When I pinched her spotty coat, it remained like a tent and did not slip back into place – indicating she was dehydrated again and urgently needed fluids. I mixed a solution of glucose and milk powder and tried to get it down her. But she couldn’t suckle and seemed barely able to swallow.

Eventually, I injected fluids under the skin and left her to recover. Stress is the biggest killer of wild casualties, and she needed peace. Glancing back as I tiptoed out, two huge brown eyes rolled uncontrollably, revealing their whites. It seemed hopeless.

Next day I rose at dawn. In trepidation, I rushed down to the pen. I felt sure she would have departed. Instead, large donkey-like ears moved expressively, and bright dark-brown eyes peered up at me nervously. The cut leaves I had put out remained untouched, and she hadn’t moved. But she was alive.

Initially, I had felt she would be better to be put to sleep, but she had a will and brightness. She was a sunbeam breaking through a dense black cloud. We named her Ruby. Sceptics might ask, why bother when there are so many deer in Scotland? I bothered because I thought she was one of the loveliest beings in creation.

If she did recover, which seemed unlikely, we would have her for life, but that wouldn’t be a problem for my partner Iomhair and I.

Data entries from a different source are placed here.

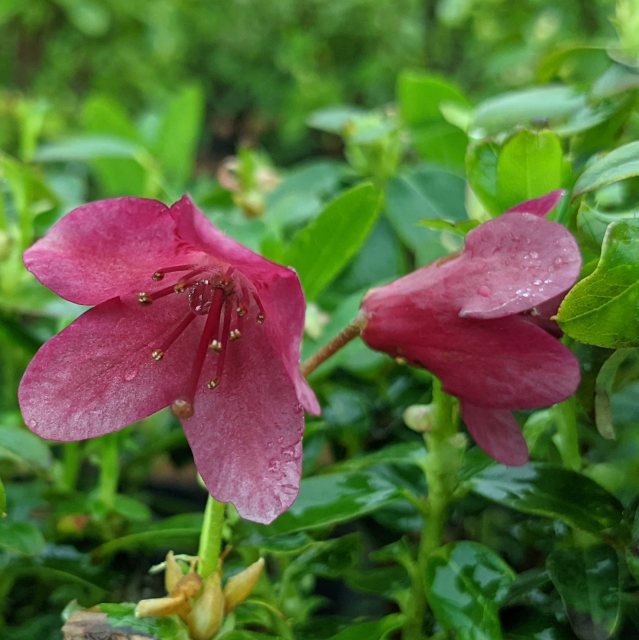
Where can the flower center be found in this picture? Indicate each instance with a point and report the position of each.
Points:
(226, 298)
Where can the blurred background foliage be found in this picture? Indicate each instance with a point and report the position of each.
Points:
(271, 114)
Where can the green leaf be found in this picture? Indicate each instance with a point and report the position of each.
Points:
(548, 105)
(425, 193)
(551, 492)
(89, 147)
(21, 537)
(465, 584)
(588, 582)
(23, 447)
(323, 248)
(603, 391)
(620, 164)
(530, 164)
(179, 133)
(602, 309)
(122, 616)
(378, 629)
(337, 497)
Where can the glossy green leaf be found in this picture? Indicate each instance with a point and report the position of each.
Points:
(588, 581)
(552, 492)
(179, 133)
(530, 164)
(337, 497)
(620, 164)
(20, 537)
(602, 309)
(465, 584)
(23, 447)
(546, 105)
(323, 248)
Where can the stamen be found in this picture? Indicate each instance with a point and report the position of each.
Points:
(261, 316)
(158, 354)
(215, 382)
(160, 273)
(211, 328)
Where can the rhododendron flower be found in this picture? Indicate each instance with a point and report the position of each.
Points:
(184, 317)
(477, 320)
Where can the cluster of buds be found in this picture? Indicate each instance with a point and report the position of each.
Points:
(201, 603)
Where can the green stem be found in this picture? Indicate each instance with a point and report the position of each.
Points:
(441, 467)
(70, 466)
(211, 537)
(567, 439)
(109, 470)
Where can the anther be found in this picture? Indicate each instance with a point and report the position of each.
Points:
(182, 409)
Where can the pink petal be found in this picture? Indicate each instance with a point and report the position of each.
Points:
(104, 249)
(246, 434)
(513, 263)
(279, 289)
(540, 206)
(97, 375)
(506, 363)
(496, 431)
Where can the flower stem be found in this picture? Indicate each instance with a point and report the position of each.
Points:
(211, 537)
(567, 435)
(445, 455)
(350, 332)
(109, 470)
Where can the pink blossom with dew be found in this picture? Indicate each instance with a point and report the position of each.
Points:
(183, 316)
(479, 321)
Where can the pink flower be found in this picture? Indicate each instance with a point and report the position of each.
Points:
(476, 320)
(184, 317)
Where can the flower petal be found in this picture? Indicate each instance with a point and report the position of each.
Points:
(97, 375)
(514, 262)
(496, 431)
(246, 434)
(279, 289)
(539, 206)
(104, 249)
(506, 363)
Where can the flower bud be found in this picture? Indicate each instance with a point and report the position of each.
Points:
(207, 613)
(419, 418)
(239, 587)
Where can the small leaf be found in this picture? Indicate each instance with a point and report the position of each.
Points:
(323, 248)
(588, 582)
(529, 165)
(465, 584)
(337, 497)
(21, 537)
(620, 164)
(602, 309)
(178, 134)
(552, 492)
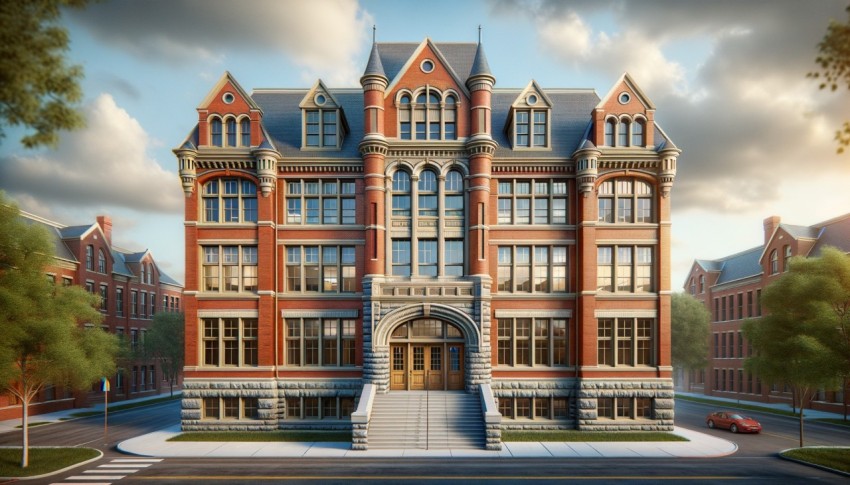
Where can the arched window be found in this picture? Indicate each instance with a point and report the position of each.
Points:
(625, 200)
(786, 258)
(450, 111)
(231, 132)
(401, 194)
(245, 130)
(90, 257)
(638, 139)
(404, 118)
(427, 191)
(610, 128)
(230, 200)
(215, 132)
(623, 133)
(454, 194)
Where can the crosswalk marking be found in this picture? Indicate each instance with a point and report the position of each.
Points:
(113, 471)
(136, 460)
(102, 477)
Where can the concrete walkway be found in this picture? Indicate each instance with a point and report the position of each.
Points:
(156, 444)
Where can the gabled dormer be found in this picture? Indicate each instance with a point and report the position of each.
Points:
(624, 118)
(322, 120)
(529, 121)
(228, 117)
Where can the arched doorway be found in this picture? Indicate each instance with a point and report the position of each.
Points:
(426, 353)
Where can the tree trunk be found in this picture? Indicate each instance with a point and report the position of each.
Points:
(25, 451)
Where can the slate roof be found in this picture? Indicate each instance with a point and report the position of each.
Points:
(735, 267)
(55, 232)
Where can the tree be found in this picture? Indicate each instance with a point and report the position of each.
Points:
(803, 341)
(834, 62)
(164, 342)
(42, 341)
(37, 88)
(689, 332)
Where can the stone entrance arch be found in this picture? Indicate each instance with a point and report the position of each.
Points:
(376, 361)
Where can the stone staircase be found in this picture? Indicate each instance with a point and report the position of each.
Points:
(438, 420)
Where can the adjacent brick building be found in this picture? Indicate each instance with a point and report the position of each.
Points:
(132, 288)
(731, 288)
(427, 230)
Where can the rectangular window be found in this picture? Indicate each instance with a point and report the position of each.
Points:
(532, 342)
(230, 342)
(401, 257)
(632, 338)
(320, 342)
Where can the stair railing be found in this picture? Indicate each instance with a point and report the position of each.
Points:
(427, 408)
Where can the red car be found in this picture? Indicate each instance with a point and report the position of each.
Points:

This was not a casualty that could be released, but I knew that red deer hinds are easily domesticated. An elderly stalker friend whom I loved spending time with had told me about a hind calf he reared. He had her for years, and she would even follow him out during the stalking season.

I wanted to beat the ticks too, for they are the most dangerous creatures in the Scottish countryside – tiny yet with the power to severely disable, carrying diseases that trigger fevers and paralysis. Over the past 20 years, tick-related issues have become increasingly prevalent – and Lyme disease can be devastating for humans.

With more valuable farm livestock lost to ticks each year, we felt it would be a coup if we pulled the calf through this, and perhaps we might learn ways to deal with the problems.

But let’s not forget, we had completely fallen for this beautiful animal. Having always wanted to be a vet, caring for animals is something that makes me extremely happy.

Two vets, including a locum from Belgium who had never experienced ticks, or indeed deer, came to see her. Both wanted to see how she would fare after such an infestation. Could she ever recover?

They gave her more strong antibiotics, steroids and vitamin injections. She was covered in repulsive, bulbous grey ticks, and each had to be removed since it seemed that the toxins in perhaps only one tick’s saliva were the cause of the paralysis. The Belgian vet and I lost count after we had pulled off 200.

The calf’s legs were powerless and muscles useless. So, too, was her sucking reflex. Getting any fluid into her was a struggle, but she remained bright and visibly pleased to see me whenever I appeared.

Our neighbour Margaret helped in the ensuing saga and was an excellent nurse when I was away.

Then after nearly a week, the calf suddenly started to suckle. The bottle of milk vanished, and then she was looking for more. It was as if someone had pressed a switch and now there was light.

Her legs remained weak and useless, like those of a floppy rag doll, but we continued to massage them to stimulate blood flow. We had been taking her out and helping her to stand in the field and had been propping her up between bales inside.

I decided that if she couldn’t get up by herself after a month, then we must let her go. It hung over the three of us.

Then, after a fortnight, I went to her pen and there she was standing, wobbly, but all by herself, unaided.

Was there perhaps a tiny glimmer of hope?